Ministre de l’Intérieur en 1992, Kallel est à l’origine d’une disposition liberticide destinée à domestiquer la Ligue tunisienne de défense des droits de l’homme (LTDH) sous la forme d’un amendement à la loi sur les associations. Adopté par une Chambre des députés aux ordres, cet amendement contraint la LTDH à accepter toute personne souhaitant adhérer sans possibilité de réserve.
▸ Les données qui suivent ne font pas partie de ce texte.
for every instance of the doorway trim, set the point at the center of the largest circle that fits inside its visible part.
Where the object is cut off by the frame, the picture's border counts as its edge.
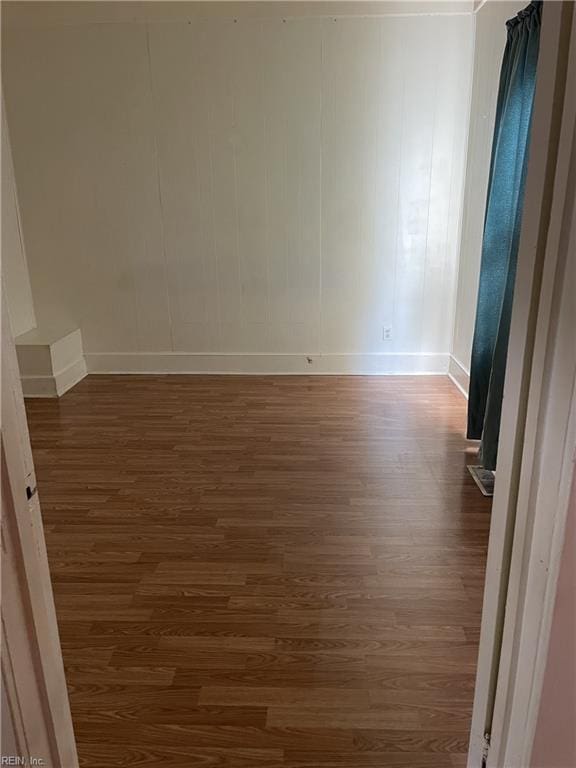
(538, 428)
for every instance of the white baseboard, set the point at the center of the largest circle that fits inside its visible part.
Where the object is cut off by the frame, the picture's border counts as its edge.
(460, 375)
(184, 362)
(57, 384)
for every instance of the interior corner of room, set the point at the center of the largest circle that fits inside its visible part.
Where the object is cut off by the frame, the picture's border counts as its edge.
(336, 202)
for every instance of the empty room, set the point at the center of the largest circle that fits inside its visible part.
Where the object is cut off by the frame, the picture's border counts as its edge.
(287, 384)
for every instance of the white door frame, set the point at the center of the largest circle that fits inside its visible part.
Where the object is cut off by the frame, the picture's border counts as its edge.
(538, 430)
(38, 722)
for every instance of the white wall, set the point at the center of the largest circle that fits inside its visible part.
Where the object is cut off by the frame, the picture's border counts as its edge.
(15, 275)
(244, 186)
(490, 41)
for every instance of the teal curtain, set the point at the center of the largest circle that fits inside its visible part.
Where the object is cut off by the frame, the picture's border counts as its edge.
(502, 230)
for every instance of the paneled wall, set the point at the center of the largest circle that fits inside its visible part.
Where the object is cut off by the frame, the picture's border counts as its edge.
(15, 276)
(244, 186)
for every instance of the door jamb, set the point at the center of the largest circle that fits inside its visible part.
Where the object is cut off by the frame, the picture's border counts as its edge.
(508, 611)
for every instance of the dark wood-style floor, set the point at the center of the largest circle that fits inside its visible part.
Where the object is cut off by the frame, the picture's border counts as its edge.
(264, 572)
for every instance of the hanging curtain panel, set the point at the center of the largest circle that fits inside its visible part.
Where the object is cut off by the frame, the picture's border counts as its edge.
(502, 230)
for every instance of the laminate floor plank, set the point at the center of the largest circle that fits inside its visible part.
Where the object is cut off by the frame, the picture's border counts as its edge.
(264, 572)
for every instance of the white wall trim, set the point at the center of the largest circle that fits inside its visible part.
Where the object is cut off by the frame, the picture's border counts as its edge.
(459, 374)
(184, 362)
(57, 384)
C’est ainsi que des militants du Rassemblement constitutionnel démocratique (RCD), ex-parti au pouvoir, ont pu infiltrer et paralyser la Ligue. Mais soumis à des pressions internes et externes, Ben Ali est contraint de faire machine arrière ; à partir de 1993, la loi n’est plus appliquée – les activités de la LTDH seront tout de même gelées par d’autres moyens judiciaires. Devenu trop encombrant, Kallel a été chargé de gérer les finances occultes du parti au pouvoir et occupait, depuis 2005, la présidence de la Chambre des conseillers, jusqu’à sa démission forcée en janvier dernier, au moment où la LTDH et sa direction étaient réhabilitées.
Abdelaziz Ben Dhia
74 ans, Monsieur présidence à vie
À son arrivée au pouvoir, en 1987, Ben Ali abolit la présidence à vie et limite le nombre de mandats présidentiels à trois, de cinq ans chacun. Mais quinze plus tard, au moment où il aurait dû quitter ses fonctions aux termes de la Loi fondamentale, l’ancien président succombe, comme son prédécesseur, à la tentation de la présidence à vie. Et charge Abdelaziz Ben Dhia, universitaire spécialiste de droit privé, de lui confectionner une Constitution sur mesure.
Ce dernier mobilise des experts de droit constitutionnel, dont Zouheïr M’Dhaffar, pour réviser, à deux reprises, la Loi fondamentale de manière à permettre à Ben Ali de voguer vers la présidence à vie. En 2002, la limite du nombre de mandats est supprimée et l’âge maximum pour être candidat est fixé à 75 ans. Avant la chute de Ben Ali, Ben Dhia s’activait avec ses spécialistes pour récidiver, afin de permettre à Ben Ali de briguer un sixième mandat après suppression ou prolongation de la limite d’âge, voire de faciliter l’accession de Leïla Trabelsi à la magistrature suprême.
Ben Dhia savait pourtant que ce qu’il faisait n’était pas conforme à l’esprit de la Constitution. Trois fois ministre sous Bourguiba, il a été président du Conseil constitutionnel sous Ben Ali de 1987 à 1990. Il a ensuite rejoint le Palais de Carthage, où il est devenu l’homme clé de la « cuisine politique », exception faite des trois années passées comme secrétaire général du parti au pouvoir. Une histoire drôle illustrant sa double allégeance à Ben Ali et à Leïla a fait le tour du pays : un jour, le couple présidentiel l’emmène en voiture pour faire un tour en ville. Dans un quartier populaire, ils voient de loin un rassemblement. Ben Ali pense qu’il s’agit d’un enterrement, Leïla, d’une cérémonie de circoncision. Pour se départager, ils finissent par ordonner à Ben Dhia d’aller se renseigner. « C’est la circoncision d’un mort », leur dit-il en revenant.
Lorsque Sakhr el-Materi épouse la fille aînée des Ben Ali, c’est lui qui est chargé de chaperonner le jeune homme pour l’initier à la politique. Le duo est souvent vu à la télévision en train de prononcer des discours devant les cellules du parti. On en avait alors déduit que l’on préparait Sakhr à la succession. Erreur : ce n’était qu’une distribution des rôles pour réduire le champ politique tunisien à une lutte de clans au sein du sérail.